24. The system of claim 23, further comprising:

means for preparing control data via the user interface;

means for wirelessly transmitting the control data from the user interface device to the wireless receiver of the actuator; and

means for applying the control data to control circuitry of the actuator, wherein the control circuitry changes a physical configuration of the actuator at in response to the control data being applied to the control circuitry.
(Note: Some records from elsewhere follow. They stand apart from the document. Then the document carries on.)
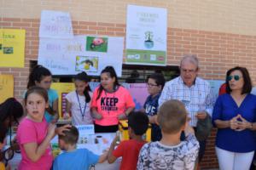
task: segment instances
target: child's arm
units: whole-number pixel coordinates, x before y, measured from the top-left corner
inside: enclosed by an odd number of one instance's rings
[[[69,117],[69,112],[71,109],[71,103],[66,99],[66,112],[63,115],[64,119],[67,119]]]
[[[95,119],[101,120],[102,119],[102,115],[99,114],[96,107],[92,107],[90,109],[91,116]]]
[[[57,122],[59,119],[59,101],[58,100],[59,99],[57,98],[52,105],[52,108],[55,110],[55,116],[54,116],[55,118],[53,120],[54,123]]]
[[[119,137],[115,136],[115,138],[113,139],[113,142],[111,143],[109,150],[108,150],[108,163],[113,163],[115,162],[115,160],[117,159],[117,157],[115,157],[113,155],[113,151],[114,150],[114,147],[116,146],[116,142],[118,141]]]
[[[185,129],[184,129],[184,133],[185,133],[185,136],[187,137],[189,134],[195,134],[195,131],[194,128],[192,127],[190,127],[189,125],[189,121],[191,120],[190,117],[187,117],[187,122],[185,124]]]
[[[103,163],[108,159],[108,151],[104,152],[102,156],[100,156],[98,163]]]
[[[31,161],[37,162],[44,154],[51,139],[55,136],[55,126],[50,123],[48,127],[48,133],[39,145],[36,142],[23,144],[26,155]]]

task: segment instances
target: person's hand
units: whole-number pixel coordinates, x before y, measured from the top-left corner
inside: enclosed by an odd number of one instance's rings
[[[185,124],[185,129],[184,129],[184,133],[185,133],[186,136],[188,136],[189,133],[195,134],[194,128],[189,125],[190,121],[191,121],[191,118],[188,116],[187,117],[187,122],[186,122],[186,124]]]
[[[237,115],[236,116],[234,116],[230,121],[230,128],[233,130],[237,130],[238,129],[238,119],[239,116]]]
[[[241,121],[238,121],[238,129],[239,130],[244,130],[246,128],[248,128],[251,127],[251,122],[247,122],[245,118],[243,118],[241,115],[238,115],[238,118],[240,118]]]
[[[99,113],[93,113],[93,117],[97,120],[102,120],[103,118],[102,115]]]
[[[148,116],[148,121],[150,123],[157,124],[157,115]]]
[[[58,120],[59,120],[59,114],[55,113],[55,116],[54,116],[53,120],[51,121],[51,123],[55,124],[58,122]]]
[[[69,113],[65,112],[65,113],[63,114],[63,119],[67,120],[67,119],[69,119],[69,117],[70,117]]]
[[[47,135],[53,138],[55,135],[55,125],[53,123],[49,123],[47,129]]]
[[[72,126],[70,124],[64,125],[62,127],[59,127],[55,129],[55,133],[60,135],[65,135],[63,133],[64,131],[69,131]]]
[[[207,113],[206,111],[198,111],[195,115],[195,117],[197,119],[205,119],[207,116]]]
[[[126,116],[125,113],[123,113],[123,114],[120,114],[118,116],[118,119],[119,120],[127,119],[127,116]]]
[[[119,141],[119,136],[117,134],[117,135],[114,137],[114,139],[113,139],[111,144],[113,144],[113,146],[116,146],[116,145],[119,144],[119,143],[118,143]]]

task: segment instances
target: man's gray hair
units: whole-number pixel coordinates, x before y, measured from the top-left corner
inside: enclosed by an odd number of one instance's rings
[[[180,61],[180,67],[181,67],[183,62],[185,60],[189,61],[190,63],[195,65],[196,66],[196,68],[199,68],[199,62],[198,62],[198,59],[195,54],[185,54]]]

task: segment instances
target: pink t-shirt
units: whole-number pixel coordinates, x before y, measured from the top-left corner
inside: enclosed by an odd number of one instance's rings
[[[19,170],[50,169],[53,162],[50,144],[40,159],[35,162],[26,156],[23,147],[23,144],[27,143],[37,143],[39,145],[47,135],[47,129],[48,123],[44,118],[42,122],[36,122],[26,117],[20,122],[17,131],[17,139],[22,156]]]
[[[98,88],[93,93],[91,107],[96,107],[97,111],[102,115],[102,120],[95,120],[95,123],[101,126],[117,125],[118,116],[123,114],[128,107],[135,107],[132,98],[126,88],[119,86],[113,93],[102,90],[98,99]]]

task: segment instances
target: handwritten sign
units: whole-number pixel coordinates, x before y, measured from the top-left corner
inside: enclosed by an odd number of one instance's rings
[[[25,30],[0,29],[0,67],[24,67]]]
[[[117,75],[121,76],[123,48],[123,37],[41,37],[38,64],[54,75],[75,75],[85,71],[90,76],[99,76],[103,68],[113,65]]]
[[[39,37],[71,38],[73,37],[69,13],[43,10]]]
[[[0,103],[14,97],[14,76],[0,75]]]
[[[94,125],[78,125],[76,128],[79,132],[79,136],[95,134]]]

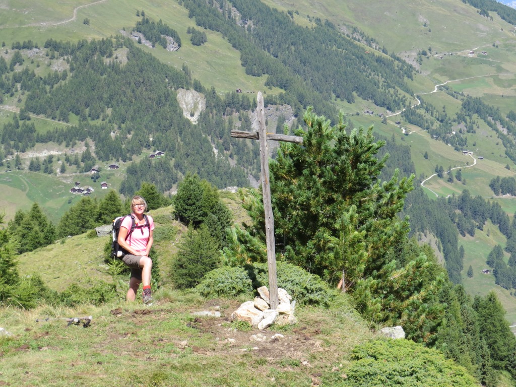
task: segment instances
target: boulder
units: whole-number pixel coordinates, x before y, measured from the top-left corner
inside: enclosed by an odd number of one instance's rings
[[[291,300],[292,299],[292,297],[288,295],[287,291],[281,287],[278,288],[278,298],[280,304],[290,304]]]
[[[269,289],[267,288],[267,286],[262,286],[259,287],[256,290],[258,291],[258,294],[260,296],[262,297],[265,302],[267,302],[269,305],[270,304],[270,294],[269,293]]]
[[[386,327],[380,331],[382,334],[391,338],[398,339],[405,338],[405,331],[401,327]]]
[[[10,332],[8,332],[3,328],[0,328],[0,336],[2,336],[8,337],[9,336],[12,336],[12,333]]]
[[[297,318],[292,314],[280,314],[274,322],[275,325],[282,327],[284,325],[293,325],[297,324]]]
[[[266,311],[269,309],[269,304],[262,297],[254,297],[254,308],[261,311]]]
[[[255,327],[263,319],[263,312],[254,308],[254,303],[248,301],[240,305],[238,309],[231,314],[232,320],[247,321],[252,326]]]
[[[274,324],[279,313],[277,311],[268,310],[263,312],[263,319],[258,323],[258,329],[261,331],[266,329]]]
[[[278,313],[281,313],[281,314],[292,314],[291,309],[290,303],[280,303],[276,308],[276,310],[278,311]]]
25. The system of claim 24, further comprising:

means for detecting, via sensing circuitry of the actuator, status data that reflects the changed physical configuration of the actuator in response to application of the control data;

means for wirelessly transmitting the status data to the user interface device via a wireless transmitter of the actuator; and

means for displaying a representation of the status data to a user via the user interface device.

26. A method comprising:

wirelessly receiving, at an actuator, configuration data related to operation of the actuator and related to operation of one or more external devices that are distinct from the actuator and that are distinct from an entity originating the configuration data, wherein the one or more external devices are coupled via a wired bus to a wired interface of the actuator;

storing the configuration data at the actuator;

controlling a mechanical transducer in conformance with at least some of the configuration data, wherein the mechanical transducer component is capable of applying a mechanical force to an external object in response to electronic signals; and

managing the one or more external devices via the wired bus in response to at least some of the configuration data received wirelessly via the communications interface.